Friday, August 28, 2015

Town of Palm Beach TS Erika Update

Alert Level 3 (out of 5): MODERATE: Awareness & Action (Potential implementation of Disaster Preparedness Plans)

7:00 am EST, Friday, August 28th, 2015
Tropical Storm Erika continued west yesterday in defiance of most models. Began west/northwesterly path earlier this morning. Models now predicting significant interaction with island of Hispaniola before passing northwest on path to Florida. Models now backing off their projections of Erika becoming a hurricane before interaction with southeast U.S., but still show potential Tropical Storm affecting FL late Sunday/early Monday.

The next 48 hours are still critical to both the path and intensity of the storm. Erika may be severely degraded after passing Hispaniola tonight/tomorrow. It may survive the island and still have strength as it moves toward FL. NOAA reminds us that the average NHC track forecast errors over the past 5 years are 180 miles at day 4 and 240 miles at day 5, so the room for error is still large and bears close watching as we move forward and the prediction data becomes more clear.


Storm Name: Erika

Status: Tropical Storm

Location: (17.7 N, 67.7 W) Southwest of Puerto Rico

Maximum Sustained Winds ("MSW"): 45-50 mph

Movement: West/Northwest @ 17 mph

Pressure: 1006 MB 

Tropical Storm Erika: Potential Interaction with FL ("PIF"):

PIF1 - Next 1-2 Days: 0% 

PIF3 - Next 3-4 Days: 20% 

PIF5 - Next 5-7 Days: 50% (Potential Tropical Wave/Tropical Storm/Hurricane)

*Potential Interaction with FL ("PIF") estimates are designed to help the FMIT Alert reader determine the potential for the storm’s interaction with Florida based upon data available to FMIT at the time of the alert. "Interaction with Florida" means that a significant portion of the storm may impact Florida and does not indicate the intensity of the impact. This information is to be used for informational purposes only.


The story for this morning is more of the same with Erika as she continues to move outside most of the model predictions and kept moving west yesterday rather than turning to the northwest. This is very likely good news for Florida as the current models predict significant interaction with the island of Hispaniola before continuing on to the Bahamas and eventually Florida. It cannot be stated enough that, due to Erika's disorganized state, these models are obviously on the extreme low level of accuracy. The past 24 hours has proven that even the best models cannot accurately predict path with a disorganized system.

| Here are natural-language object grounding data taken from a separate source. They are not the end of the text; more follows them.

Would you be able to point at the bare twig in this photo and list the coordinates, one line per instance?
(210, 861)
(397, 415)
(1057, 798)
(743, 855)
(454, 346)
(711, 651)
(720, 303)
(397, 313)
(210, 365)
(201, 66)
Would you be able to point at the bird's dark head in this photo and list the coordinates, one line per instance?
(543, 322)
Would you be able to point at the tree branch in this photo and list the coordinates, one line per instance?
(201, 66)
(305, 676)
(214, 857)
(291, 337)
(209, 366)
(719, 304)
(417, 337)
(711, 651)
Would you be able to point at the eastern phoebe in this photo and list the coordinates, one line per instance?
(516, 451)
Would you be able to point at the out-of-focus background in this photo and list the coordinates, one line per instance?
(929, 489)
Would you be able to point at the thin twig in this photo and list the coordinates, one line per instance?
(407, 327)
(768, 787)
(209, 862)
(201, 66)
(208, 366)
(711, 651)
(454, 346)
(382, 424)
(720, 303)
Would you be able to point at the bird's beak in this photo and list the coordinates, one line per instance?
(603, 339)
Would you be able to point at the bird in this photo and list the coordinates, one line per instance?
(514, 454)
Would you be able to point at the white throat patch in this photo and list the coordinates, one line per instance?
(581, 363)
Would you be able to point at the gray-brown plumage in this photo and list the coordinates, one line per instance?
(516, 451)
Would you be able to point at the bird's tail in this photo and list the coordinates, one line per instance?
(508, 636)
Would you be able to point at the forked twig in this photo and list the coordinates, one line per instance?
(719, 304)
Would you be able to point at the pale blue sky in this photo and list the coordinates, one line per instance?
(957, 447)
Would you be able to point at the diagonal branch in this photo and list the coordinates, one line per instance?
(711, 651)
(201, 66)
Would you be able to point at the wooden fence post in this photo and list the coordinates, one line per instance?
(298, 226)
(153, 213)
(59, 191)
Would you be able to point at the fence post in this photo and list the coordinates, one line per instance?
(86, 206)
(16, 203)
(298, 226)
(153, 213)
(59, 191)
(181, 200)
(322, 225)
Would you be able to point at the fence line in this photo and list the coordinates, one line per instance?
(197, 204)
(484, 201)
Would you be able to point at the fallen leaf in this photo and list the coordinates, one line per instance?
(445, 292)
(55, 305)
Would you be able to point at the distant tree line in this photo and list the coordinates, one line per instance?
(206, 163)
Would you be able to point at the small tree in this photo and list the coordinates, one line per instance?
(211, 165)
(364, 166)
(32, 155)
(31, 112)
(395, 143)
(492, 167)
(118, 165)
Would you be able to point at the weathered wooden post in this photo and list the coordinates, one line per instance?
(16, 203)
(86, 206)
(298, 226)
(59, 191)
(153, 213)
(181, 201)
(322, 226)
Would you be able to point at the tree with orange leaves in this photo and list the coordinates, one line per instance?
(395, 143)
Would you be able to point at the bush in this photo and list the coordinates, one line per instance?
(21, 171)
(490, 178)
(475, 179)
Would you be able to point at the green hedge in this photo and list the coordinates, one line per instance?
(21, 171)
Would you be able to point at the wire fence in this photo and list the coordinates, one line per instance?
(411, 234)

Here's a summary of today's information. Much of it is similar to yesterday's information, with a couple major caveats:

· Current intensity Models Project Tropical Storm will not become a Hurricane. While these models for path have not been very accurate, the models for intensity have been relatively consistent. This gives us hope as the latest models indicate that Erika will not have enough time or favorable conditions after crossing Hispaniola to develop into a Hurricane before any potential interaction with Florida.

· Erika is maintaining 40-50 mph sustained winds and is passing south of Puerto Rico. Erika is still surrounded by dry air and an area of medium-high wind shear (15-20 mph) that is keeping any significant intensification from occurring. The storm is "East-Loaded," meaning that the storm activity is located to the east of the center and do not wrap around the center, which indicates a very unhealthy storm at this time. 

· Erika following a more westerly path increases the chance that it will have more interaction with the island of Hispaniola (Dominican Republic/Haiti) as it moves northwest through the Caribbean. Erika is already struggling to exist due to dry air and relatively strong shearing winds (Thank you, El Nino!). If it has significant interaction with the high mountains of Hispaniola, it will be very difficult for it to survive as a Tropical Storm and may diminish into a Tropical Wave/Remnant. It would have to move significantly north in the next 12-24 hours to pass between Puerto Rico and Hispaniola and limit interaction with the mountains of the Dominican Republic and Haiti.

· The next 24-48 hours are critical to Erika's existence and path. If Erika can hold together through its path over Hispaniola, it could still become a stronger storm. This is unlikely, but still possible. Alerts will come throughout the weekend as necessary to keep you informed.

Alert Rating: Due to the uncertainty of the path predictions, the movement of the storm to the west, and the current struggling of Erika to maintain Tropical Storm status, we are keeping our Alert Level to Level 3: MODERATE for all portions of Florida. Citizens should ensure that they are in contact with their Emergency/Disaster Response Teams and are aware of the storm's projected path and intensification predictions.